Но озими, величия полны,
спасаясь от лесного гарнизона,
готовы превратиться в валуны,
как нимфы из побасенок Назона.
Эгей, эгей! Холмистый край, ответь,
к кому здесь лучше присоединиться?
К погоне, за которую медведь?
К бегущим, за которых медуница?
В ответ -- рванье сырой галиматьи
ольшаника с водою в голенищах
да взвизгиванья чибиса -- судьи
осенних состязаний среди нищих.
1965, Норенская
--------
Мы возвращаемся с поля. Ветер
гремит перевёрнутыми колоколами вёдер,
коверкает голые прутья ветел,
бросает землю на валуны.
Лошади бьются среди оглобель
черными корзинами вздутых рёбер,
обращают оскаленный профиль
к ржавому зубью бороны.
Ветер сучит замерзший щавель,
пучит платки и косынки, шарит
в льняных подолах старух, превращает
их в тряпичные кочаны.
Харкая, кашляя, глядя долу,
словно ножницами по подолу,
бабы стригут сапогами к дому,
рвутся на свои топчаны.
В складках мелькают резинки ножниц.
Зрачки слезятся виденьем рожиц,
гонимых ветром в глаза колхозниц,
как ливень гонит подобья лиц
в голые стёкла.

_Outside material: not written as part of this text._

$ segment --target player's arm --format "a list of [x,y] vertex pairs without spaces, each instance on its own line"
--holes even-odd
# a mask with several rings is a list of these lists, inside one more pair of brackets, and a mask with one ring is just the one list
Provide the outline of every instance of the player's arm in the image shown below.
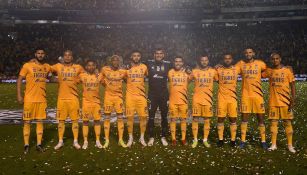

Под боронами
борозды разбегаются пред валунами.
Ветер расшвыривает над волнами
рыхлого поля кулигу птиц.
Эти виденья -- последний признак
внутренней жизни, которой близок
всякий возникший снаружи призрак,
если его не спугнет вконец
благовест ступицы, лязг тележный,
вниз головой в колее колесной
перевернувшийся мир телесный,
реющий в тучах живой скворец.
Небо темней; не глаза, но грабли
первыми видят сырые кровли,
вырисовывающиеся на гребне
холма -- вернее, бугра вдали.
Три версты еще будет с лишним.
Дождь панует в просторе нищем,
и липнут к кирзовым голенищам
бурые комья родной земли.
1965
* Датировано по переводу в PS. -- С. В.
--------
Пришла весна. Наконец
в деревне у нас кузнец.
На нем литовский пиджак
и армейский кушак.
Новый кузнец у нас
по имени Альгердас.
Он в кузнице ест и пьет
и подковы кует.
Он носит, увы, кольцо.
Но делят усы лицо,
словно военный шрам,
пополам, пополам.
Он в кузнице ест и спит.
И видит во сне копыт
виноградную гроздь,
и видит во сне он гвоздь.
Кузнец, он дружит с огнем.
Приятно думать о нем
и смотреть ему вслед
девушке в двадцать лет!
1965, Норенская
--------
Булату Окуджаве
Ах, свобода, ах, свобода.
Ты -- пятое время года.
Ты -- листик на ветке ели.
Ты -- восьмой день недели.
Ах, свобода, ах, свобода.
У меня одна забота:
почему на свете нет завода,
где бы делалась свобода?
Даже если, как считал ученый,
ее делают из буквы черной,
не хватает нам бумаги белой.
Нет свободы, как ее ни делай.
Почему летает в небе птичка?
У нее, наверно, есть привычка.
Почему на свете нет завода,
где бы делалась свобода?
Даже если, как считал философ,
ее делают из нас, отбросов,
не хватает равенства и братства,
чтобы в камере одной собраться.
Почему не тонет в море рыбка?
Может быть, произошла ошибка?
Отчего, что птичке с рыбкой можно,
для простого человека сложно?
Ах, свобода, ах, свобода.
На тебя не наступает мода.
В чем гуляли мы и в чем сидели,
мы бы сняли и тебя надели.
Почему у дождевой у тучки
есть куда податься от могучей кучки?
Почему на свете нет завода,
где бы делалась свобода?
Ах, свобода, ах, свобода.
У тебя своя погода.
У тебя -- капризный климат.
Ты наступишь, но тебя не примут.
1965
Послесловие к стихотворению
Осенью 1990 г. готовилась в Москве телепередача с названием "Браво-90",
куда пригласили Бродского. В Москву поехать он не захотел. Я тогда снял
видеофильм с ним (в Швеции, где он в то время находился), которое показал в
телепередаче, куда пригласили и меня. Была также приглашена моя жена Е. С.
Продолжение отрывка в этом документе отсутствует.